Solving the Challenge
Solving a challenge means confronting it head on. This assumes the CAPTCHA is unavoidable or your web scraping setup isn’t sophisticated enough to fool the website’s protection mechanisms.
The simplest (and relatively low-tech) method would be to get a CAPTCHA solving service. Websites like 2Captcha and Anti-CAPTCHA use real humans to solve the challenges for you; you just have to feed its hash and receive a solution via an API. Dealing with CAPTCHAs this way costs 1-3 collars per 1,000 challenges.
As for the more advanced methods:
- Text-based challenges can be overcome with machine learning. You can download the images that contain the text, segment them, and train a neural network to recognize the letters. It takes time but deals with the problem altogether.

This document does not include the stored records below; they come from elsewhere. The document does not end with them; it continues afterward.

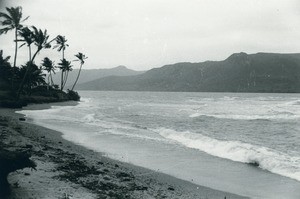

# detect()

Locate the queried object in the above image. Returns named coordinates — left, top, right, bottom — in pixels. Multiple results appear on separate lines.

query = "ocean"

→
left=19, top=91, right=300, bottom=199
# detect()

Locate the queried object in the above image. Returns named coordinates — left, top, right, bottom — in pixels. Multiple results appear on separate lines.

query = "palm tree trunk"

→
left=50, top=71, right=54, bottom=86
left=63, top=71, right=69, bottom=87
left=28, top=45, right=31, bottom=61
left=71, top=64, right=82, bottom=91
left=14, top=28, right=18, bottom=67
left=17, top=49, right=41, bottom=99
left=60, top=50, right=65, bottom=91
left=60, top=70, right=64, bottom=91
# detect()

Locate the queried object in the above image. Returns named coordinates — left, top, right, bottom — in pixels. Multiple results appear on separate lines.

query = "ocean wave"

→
left=155, top=128, right=300, bottom=181
left=189, top=112, right=300, bottom=120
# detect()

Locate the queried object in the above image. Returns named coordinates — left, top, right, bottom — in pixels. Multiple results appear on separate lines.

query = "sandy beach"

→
left=0, top=105, right=248, bottom=199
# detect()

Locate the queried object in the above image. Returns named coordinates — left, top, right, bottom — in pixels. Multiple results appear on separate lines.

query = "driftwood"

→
left=0, top=149, right=36, bottom=196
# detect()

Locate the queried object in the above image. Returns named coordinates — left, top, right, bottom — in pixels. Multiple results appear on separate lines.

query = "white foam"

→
left=155, top=128, right=300, bottom=181
left=189, top=112, right=300, bottom=120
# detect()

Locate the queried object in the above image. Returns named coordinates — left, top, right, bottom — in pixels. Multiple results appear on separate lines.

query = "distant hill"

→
left=77, top=53, right=300, bottom=92
left=53, top=66, right=144, bottom=88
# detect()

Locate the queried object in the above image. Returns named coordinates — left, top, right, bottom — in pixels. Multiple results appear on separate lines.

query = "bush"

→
left=67, top=89, right=80, bottom=101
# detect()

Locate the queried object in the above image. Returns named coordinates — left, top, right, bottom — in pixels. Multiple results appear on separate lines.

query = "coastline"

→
left=0, top=104, right=245, bottom=199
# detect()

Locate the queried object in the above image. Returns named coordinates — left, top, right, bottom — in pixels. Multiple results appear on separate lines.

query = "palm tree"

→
left=42, top=57, right=55, bottom=86
left=53, top=35, right=69, bottom=90
left=58, top=59, right=73, bottom=90
left=71, top=53, right=88, bottom=91
left=53, top=35, right=69, bottom=59
left=18, top=26, right=53, bottom=97
left=31, top=26, right=54, bottom=62
left=18, top=27, right=34, bottom=61
left=0, top=50, right=12, bottom=82
left=20, top=62, right=46, bottom=95
left=0, top=7, right=29, bottom=68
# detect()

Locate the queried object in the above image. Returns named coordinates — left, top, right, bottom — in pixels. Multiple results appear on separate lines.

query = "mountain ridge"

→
left=74, top=52, right=300, bottom=93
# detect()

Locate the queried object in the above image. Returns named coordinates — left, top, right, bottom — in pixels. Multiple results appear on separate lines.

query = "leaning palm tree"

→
left=0, top=7, right=29, bottom=68
left=0, top=50, right=12, bottom=82
left=42, top=57, right=55, bottom=86
left=58, top=59, right=73, bottom=90
left=71, top=53, right=88, bottom=90
left=31, top=26, right=54, bottom=62
left=18, top=26, right=53, bottom=97
left=53, top=35, right=69, bottom=88
left=18, top=27, right=34, bottom=61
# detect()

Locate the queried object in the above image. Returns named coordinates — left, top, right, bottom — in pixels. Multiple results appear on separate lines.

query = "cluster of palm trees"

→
left=0, top=7, right=87, bottom=97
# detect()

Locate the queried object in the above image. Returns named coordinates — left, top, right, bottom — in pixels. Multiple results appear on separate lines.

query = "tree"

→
left=42, top=57, right=55, bottom=86
left=53, top=35, right=69, bottom=90
left=58, top=59, right=73, bottom=90
left=18, top=27, right=34, bottom=61
left=0, top=50, right=12, bottom=82
left=18, top=26, right=53, bottom=97
left=71, top=53, right=88, bottom=91
left=0, top=7, right=29, bottom=68
left=20, top=62, right=46, bottom=94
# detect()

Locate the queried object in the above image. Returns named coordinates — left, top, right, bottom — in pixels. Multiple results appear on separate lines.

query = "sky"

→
left=0, top=0, right=300, bottom=70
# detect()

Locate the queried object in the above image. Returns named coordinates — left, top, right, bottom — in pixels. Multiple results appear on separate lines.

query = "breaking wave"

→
left=155, top=128, right=300, bottom=181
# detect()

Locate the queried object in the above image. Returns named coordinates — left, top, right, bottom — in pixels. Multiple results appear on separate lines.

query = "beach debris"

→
left=0, top=149, right=36, bottom=196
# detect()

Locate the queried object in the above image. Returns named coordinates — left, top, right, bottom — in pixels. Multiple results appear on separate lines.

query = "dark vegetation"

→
left=0, top=7, right=87, bottom=108
left=77, top=53, right=300, bottom=93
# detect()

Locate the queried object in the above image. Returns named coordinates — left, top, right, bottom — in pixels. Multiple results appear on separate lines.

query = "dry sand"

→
left=0, top=105, right=248, bottom=199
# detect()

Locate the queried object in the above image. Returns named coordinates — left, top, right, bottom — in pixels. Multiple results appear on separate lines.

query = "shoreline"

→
left=0, top=104, right=246, bottom=199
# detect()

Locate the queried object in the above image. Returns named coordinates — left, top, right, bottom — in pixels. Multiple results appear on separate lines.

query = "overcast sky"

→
left=0, top=0, right=300, bottom=70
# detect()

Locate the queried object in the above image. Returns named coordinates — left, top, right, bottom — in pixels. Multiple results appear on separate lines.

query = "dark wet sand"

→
left=0, top=105, right=248, bottom=199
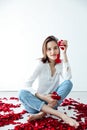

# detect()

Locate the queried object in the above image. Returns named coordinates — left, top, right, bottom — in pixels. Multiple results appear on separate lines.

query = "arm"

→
left=61, top=40, right=72, bottom=80
left=25, top=61, right=43, bottom=95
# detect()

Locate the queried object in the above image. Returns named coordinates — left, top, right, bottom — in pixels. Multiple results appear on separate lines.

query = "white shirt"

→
left=23, top=61, right=71, bottom=95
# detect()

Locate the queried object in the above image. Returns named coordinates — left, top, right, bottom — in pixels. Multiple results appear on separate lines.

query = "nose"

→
left=51, top=49, right=55, bottom=54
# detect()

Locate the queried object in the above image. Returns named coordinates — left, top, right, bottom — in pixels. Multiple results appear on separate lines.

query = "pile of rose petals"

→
left=0, top=97, right=87, bottom=130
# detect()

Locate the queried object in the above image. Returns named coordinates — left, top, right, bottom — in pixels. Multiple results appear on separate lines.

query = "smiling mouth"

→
left=51, top=54, right=56, bottom=56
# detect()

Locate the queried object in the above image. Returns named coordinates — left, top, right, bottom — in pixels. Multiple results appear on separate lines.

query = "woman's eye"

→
left=54, top=47, right=58, bottom=50
left=47, top=48, right=51, bottom=51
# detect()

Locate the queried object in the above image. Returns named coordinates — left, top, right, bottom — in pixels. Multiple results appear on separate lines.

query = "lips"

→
left=51, top=54, right=57, bottom=56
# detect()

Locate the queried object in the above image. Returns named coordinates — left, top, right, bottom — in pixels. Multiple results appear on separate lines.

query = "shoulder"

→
left=34, top=60, right=45, bottom=69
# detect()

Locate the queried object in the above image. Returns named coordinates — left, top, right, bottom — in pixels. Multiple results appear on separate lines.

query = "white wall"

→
left=0, top=0, right=87, bottom=91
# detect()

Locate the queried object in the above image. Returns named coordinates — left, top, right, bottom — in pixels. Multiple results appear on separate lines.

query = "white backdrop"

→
left=0, top=0, right=87, bottom=91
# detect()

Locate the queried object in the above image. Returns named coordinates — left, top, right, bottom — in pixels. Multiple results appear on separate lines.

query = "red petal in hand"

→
left=51, top=91, right=61, bottom=100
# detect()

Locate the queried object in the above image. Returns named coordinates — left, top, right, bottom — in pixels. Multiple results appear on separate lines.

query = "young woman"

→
left=19, top=36, right=79, bottom=128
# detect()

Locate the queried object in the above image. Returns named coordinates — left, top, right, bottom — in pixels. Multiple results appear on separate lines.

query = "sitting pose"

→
left=19, top=36, right=79, bottom=128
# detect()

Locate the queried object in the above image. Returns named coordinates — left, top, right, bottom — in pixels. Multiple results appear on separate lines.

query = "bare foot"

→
left=63, top=117, right=79, bottom=128
left=27, top=112, right=46, bottom=121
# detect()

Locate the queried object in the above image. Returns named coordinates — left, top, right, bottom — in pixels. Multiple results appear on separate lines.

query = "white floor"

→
left=0, top=91, right=87, bottom=130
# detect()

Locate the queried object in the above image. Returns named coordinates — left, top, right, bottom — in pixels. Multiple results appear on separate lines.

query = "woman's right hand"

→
left=35, top=93, right=58, bottom=107
left=44, top=94, right=58, bottom=107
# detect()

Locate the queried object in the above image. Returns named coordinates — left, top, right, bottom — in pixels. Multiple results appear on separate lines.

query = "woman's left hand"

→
left=60, top=40, right=68, bottom=53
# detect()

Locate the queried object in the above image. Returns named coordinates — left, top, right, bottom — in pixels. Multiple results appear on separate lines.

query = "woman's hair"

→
left=41, top=36, right=58, bottom=63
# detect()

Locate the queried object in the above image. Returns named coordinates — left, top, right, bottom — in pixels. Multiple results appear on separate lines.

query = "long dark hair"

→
left=41, top=36, right=60, bottom=63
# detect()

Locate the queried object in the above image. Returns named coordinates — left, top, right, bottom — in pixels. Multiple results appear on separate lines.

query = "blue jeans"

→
left=19, top=80, right=73, bottom=114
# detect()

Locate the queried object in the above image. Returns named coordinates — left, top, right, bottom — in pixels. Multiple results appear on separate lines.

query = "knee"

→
left=65, top=80, right=73, bottom=90
left=18, top=90, right=26, bottom=100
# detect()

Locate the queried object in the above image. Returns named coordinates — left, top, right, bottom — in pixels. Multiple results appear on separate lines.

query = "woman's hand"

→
left=60, top=40, right=68, bottom=53
left=44, top=94, right=58, bottom=107
left=35, top=93, right=58, bottom=107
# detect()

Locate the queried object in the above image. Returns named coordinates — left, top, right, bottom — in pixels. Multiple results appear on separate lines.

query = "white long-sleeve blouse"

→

- Image-based challenges have several solutions. You can find or train a convolutional neural network to recognise images. Alternatively, almost all image-based captchas have an accessibility mode for disabled people. Instead of solving images, it allows downloading an audio file and processing it with any online (free) speech-to-text API. Just note that Google has strengthened its active fingerprinting algorithms, so you might not always get the option for the audio.
Avoiding the Challenge
Of course, the ideal outcome would be to avoid CAPTCHAs altogether. This is harder to achieve than simply brute forcing through them but usually more rewarding. We suggest trying the following:
- Use quality IP addresses. IP recognition is often the first line of defence that websites use. With a good and “clean” residential IP address, you’ll be less likely to encounter a CAPTCHA.
- Limit the number of requests you make. You shouldn’t barrage the website with a high number of requests from the same IP. Change the duration between your requests, make organic timeouts. Don’t scrape too fast or all day round without pauses.
- Improve your web scraper’s fingerprint. Try to be as organic as possible when you scrape: match TLS parameters, HTTP headers, have a database of real user agents, discard cookies when they’re no longer needed.
Now you know what CAPTCHAs are, their main types, and some ways to bypass them. Note that not every CAPTCHA is made equal – their triggers and difficulty depend both on the website’s security and your actions. Keep that in mind and good luck with your web scraping!